1 Department of Chemical Engineering
Rice University
Houston, Texas 77251-1892
2 Department of Biomedical Engineering
Rensselaer Polytechnic Institute
Troy, New York 12180
3 Department of Electrical and Computer
Engineering
University of Houston
Houston, Texas 77204-4793
* Author to whom correspondence should be addressed
We report the development of a new class of discrete models that can accurately describe the contact-inhibited proliferation of anchorage-dependent cells. The models are based on cellular automata and they quantitatively account for contact-inhibition phenomena occurring during all stages of the proliferation process: (a) the initial stage of "exponential" growth of cells without contact inhibition; (b) the second stage where cell colonies form and grow with few colony mergings; and (c) the final stage where proliferation rates are dominated by colony merging events.

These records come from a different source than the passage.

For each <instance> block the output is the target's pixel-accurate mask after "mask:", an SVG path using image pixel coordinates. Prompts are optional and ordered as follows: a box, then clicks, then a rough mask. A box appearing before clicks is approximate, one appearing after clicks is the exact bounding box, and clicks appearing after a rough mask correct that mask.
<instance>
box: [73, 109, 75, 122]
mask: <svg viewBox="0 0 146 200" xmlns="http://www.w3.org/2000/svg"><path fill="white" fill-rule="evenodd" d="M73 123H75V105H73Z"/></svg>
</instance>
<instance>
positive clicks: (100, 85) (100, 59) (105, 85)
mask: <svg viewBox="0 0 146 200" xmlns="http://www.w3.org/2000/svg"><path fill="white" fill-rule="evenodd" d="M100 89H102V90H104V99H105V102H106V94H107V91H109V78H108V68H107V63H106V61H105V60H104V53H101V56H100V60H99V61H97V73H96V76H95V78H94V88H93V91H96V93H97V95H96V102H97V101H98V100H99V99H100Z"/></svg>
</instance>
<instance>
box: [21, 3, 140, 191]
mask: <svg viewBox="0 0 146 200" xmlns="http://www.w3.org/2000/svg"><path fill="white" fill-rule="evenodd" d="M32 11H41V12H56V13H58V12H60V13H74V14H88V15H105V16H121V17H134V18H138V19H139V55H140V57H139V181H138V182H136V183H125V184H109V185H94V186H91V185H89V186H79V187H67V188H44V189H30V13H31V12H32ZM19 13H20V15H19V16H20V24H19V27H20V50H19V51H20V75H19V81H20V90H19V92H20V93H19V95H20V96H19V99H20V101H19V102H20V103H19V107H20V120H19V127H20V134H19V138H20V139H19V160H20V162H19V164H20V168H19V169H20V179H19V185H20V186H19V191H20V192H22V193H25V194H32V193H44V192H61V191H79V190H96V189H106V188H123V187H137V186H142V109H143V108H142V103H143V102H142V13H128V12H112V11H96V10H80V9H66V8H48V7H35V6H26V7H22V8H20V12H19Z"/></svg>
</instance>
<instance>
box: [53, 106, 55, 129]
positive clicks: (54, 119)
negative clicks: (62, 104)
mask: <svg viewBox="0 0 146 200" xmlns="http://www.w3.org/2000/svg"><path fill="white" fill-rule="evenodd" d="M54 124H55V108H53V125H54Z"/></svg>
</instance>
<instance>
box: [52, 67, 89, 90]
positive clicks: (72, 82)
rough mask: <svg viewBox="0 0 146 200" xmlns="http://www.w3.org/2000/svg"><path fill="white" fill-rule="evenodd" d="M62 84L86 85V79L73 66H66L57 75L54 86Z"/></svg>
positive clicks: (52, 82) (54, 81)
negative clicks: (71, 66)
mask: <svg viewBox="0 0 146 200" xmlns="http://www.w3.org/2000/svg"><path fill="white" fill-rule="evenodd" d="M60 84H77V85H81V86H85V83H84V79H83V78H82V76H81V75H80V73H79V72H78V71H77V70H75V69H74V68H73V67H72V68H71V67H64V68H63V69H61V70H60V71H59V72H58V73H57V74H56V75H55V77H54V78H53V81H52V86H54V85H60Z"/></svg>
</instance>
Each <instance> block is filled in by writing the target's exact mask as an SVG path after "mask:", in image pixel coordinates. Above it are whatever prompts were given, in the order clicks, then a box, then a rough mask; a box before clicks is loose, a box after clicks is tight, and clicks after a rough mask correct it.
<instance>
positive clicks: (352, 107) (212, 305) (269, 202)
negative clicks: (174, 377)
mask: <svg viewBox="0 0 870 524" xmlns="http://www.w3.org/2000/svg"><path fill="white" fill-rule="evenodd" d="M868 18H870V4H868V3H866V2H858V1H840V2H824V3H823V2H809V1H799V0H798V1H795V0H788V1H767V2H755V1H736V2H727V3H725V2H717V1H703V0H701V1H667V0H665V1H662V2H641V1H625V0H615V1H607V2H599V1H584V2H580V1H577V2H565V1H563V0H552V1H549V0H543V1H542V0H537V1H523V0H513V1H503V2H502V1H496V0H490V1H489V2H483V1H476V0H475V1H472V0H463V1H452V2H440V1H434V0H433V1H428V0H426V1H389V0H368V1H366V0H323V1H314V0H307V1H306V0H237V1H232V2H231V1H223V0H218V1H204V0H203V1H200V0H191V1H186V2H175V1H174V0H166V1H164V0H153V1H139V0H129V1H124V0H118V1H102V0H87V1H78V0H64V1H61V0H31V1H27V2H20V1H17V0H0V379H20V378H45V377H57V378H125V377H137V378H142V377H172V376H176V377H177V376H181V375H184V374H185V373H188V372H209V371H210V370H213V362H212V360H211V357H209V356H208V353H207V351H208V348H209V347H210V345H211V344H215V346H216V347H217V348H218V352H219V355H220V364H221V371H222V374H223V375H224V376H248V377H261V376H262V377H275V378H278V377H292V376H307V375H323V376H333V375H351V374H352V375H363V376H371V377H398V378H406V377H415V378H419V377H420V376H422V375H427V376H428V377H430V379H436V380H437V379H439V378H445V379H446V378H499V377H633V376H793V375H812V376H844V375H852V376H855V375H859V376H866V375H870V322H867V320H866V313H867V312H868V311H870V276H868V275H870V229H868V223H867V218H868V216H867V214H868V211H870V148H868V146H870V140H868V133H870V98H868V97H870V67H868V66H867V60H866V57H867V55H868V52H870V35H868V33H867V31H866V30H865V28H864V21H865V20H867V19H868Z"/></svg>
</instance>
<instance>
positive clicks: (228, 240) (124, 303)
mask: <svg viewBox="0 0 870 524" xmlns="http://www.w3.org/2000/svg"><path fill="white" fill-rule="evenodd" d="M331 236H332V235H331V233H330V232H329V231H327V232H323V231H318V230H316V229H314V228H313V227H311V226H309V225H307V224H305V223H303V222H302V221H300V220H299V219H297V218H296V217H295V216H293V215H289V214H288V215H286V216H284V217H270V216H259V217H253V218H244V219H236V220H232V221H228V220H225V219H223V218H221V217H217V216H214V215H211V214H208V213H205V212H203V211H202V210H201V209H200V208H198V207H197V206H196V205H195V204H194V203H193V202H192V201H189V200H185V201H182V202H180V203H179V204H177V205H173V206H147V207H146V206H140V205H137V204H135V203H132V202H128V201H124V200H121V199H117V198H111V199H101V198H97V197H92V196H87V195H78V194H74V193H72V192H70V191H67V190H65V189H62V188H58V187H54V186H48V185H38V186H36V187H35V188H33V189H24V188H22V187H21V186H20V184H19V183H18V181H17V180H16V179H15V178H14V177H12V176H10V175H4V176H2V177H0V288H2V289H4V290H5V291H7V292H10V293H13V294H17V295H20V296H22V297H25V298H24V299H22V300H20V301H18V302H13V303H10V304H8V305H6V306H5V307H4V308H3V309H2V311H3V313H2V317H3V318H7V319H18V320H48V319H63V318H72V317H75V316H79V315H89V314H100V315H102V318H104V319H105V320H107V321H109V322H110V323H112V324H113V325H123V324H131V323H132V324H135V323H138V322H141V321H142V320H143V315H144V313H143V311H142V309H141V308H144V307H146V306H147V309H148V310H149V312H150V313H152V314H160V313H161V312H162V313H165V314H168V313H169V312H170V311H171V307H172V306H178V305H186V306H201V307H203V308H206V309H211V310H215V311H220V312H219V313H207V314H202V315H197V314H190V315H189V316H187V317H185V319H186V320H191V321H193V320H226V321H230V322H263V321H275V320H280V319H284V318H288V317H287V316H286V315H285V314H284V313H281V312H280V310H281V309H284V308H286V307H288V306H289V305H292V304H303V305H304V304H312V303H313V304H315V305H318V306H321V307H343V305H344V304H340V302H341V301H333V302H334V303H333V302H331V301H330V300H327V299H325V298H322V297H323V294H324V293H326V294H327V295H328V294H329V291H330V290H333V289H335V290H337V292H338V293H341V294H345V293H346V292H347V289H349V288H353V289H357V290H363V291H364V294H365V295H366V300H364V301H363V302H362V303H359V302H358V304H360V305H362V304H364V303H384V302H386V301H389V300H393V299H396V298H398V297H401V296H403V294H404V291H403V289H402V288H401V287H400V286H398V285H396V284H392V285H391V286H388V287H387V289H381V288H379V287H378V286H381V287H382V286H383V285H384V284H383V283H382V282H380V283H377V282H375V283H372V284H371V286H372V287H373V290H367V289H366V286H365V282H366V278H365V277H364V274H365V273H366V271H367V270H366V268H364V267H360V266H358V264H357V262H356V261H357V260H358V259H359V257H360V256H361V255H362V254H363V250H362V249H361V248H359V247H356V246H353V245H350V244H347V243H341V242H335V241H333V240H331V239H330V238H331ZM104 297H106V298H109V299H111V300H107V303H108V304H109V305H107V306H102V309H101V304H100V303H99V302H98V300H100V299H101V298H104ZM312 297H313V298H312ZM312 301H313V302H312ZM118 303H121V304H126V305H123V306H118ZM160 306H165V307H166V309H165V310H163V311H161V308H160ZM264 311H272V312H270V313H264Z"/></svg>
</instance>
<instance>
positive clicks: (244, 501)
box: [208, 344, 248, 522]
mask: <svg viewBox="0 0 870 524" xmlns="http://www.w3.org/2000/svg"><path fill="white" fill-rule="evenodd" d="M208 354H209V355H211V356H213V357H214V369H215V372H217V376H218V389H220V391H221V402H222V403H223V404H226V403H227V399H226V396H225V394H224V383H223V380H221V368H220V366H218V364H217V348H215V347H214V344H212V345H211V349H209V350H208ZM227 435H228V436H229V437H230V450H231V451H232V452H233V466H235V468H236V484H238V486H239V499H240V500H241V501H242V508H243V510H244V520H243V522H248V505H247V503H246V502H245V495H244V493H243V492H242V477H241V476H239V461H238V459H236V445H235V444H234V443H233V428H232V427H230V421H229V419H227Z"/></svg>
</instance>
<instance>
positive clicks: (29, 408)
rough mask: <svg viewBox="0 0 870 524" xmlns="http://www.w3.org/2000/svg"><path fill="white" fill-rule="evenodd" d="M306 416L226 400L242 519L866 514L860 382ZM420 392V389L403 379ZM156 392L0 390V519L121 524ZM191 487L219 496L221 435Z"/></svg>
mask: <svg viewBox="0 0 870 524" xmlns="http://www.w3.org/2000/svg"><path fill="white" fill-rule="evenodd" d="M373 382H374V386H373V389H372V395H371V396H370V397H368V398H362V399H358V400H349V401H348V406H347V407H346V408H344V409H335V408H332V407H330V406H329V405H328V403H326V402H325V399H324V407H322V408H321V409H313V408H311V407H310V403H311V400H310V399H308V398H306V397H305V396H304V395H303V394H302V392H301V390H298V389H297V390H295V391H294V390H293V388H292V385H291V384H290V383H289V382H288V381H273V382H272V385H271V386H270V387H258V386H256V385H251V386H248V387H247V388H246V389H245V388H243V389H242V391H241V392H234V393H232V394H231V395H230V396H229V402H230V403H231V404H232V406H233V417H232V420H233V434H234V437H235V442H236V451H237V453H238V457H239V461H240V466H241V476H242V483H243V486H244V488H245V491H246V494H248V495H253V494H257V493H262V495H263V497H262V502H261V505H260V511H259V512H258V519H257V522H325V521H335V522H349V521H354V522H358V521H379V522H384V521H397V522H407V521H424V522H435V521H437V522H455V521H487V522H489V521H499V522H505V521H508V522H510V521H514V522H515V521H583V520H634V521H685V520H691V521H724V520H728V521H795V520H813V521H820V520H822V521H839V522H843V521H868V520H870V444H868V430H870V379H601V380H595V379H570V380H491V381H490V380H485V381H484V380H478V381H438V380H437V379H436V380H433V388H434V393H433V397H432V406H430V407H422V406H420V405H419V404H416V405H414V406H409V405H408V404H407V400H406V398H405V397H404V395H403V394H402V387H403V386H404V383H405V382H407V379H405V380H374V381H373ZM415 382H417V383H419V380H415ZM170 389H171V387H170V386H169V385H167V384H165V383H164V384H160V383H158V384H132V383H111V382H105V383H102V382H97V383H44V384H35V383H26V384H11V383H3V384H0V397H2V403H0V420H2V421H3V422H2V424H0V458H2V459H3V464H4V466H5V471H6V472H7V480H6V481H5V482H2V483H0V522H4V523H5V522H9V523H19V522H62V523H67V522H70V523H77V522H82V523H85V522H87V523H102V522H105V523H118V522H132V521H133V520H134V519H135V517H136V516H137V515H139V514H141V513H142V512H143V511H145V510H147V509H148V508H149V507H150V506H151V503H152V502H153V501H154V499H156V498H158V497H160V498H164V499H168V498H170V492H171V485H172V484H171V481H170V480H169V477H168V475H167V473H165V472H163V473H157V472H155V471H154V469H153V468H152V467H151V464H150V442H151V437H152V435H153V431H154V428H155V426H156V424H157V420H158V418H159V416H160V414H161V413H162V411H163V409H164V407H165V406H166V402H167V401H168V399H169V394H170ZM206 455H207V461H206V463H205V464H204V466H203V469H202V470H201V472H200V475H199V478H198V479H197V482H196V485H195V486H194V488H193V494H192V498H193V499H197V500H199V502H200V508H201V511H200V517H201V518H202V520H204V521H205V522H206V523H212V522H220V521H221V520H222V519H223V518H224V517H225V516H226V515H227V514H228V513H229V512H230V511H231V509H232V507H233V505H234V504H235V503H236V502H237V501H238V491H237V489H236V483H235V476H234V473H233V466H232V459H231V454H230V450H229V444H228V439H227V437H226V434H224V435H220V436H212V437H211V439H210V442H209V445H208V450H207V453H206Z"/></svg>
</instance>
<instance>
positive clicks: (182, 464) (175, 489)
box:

Model predictions are presented and analyzed to study the complex dynamics of large cell populations and determine how the initial spatial cell distribution, the seeding density and the geometry of the growth surface affect the observed proliferation rates. Finally, we present a model variant that can simulate contact-inhibited proliferation of asynchronous cell populations with arbitrary cell cycle-time distributions. The latter model can also compute the percentage of cells that are in a specific phase of their division cycle at a given time.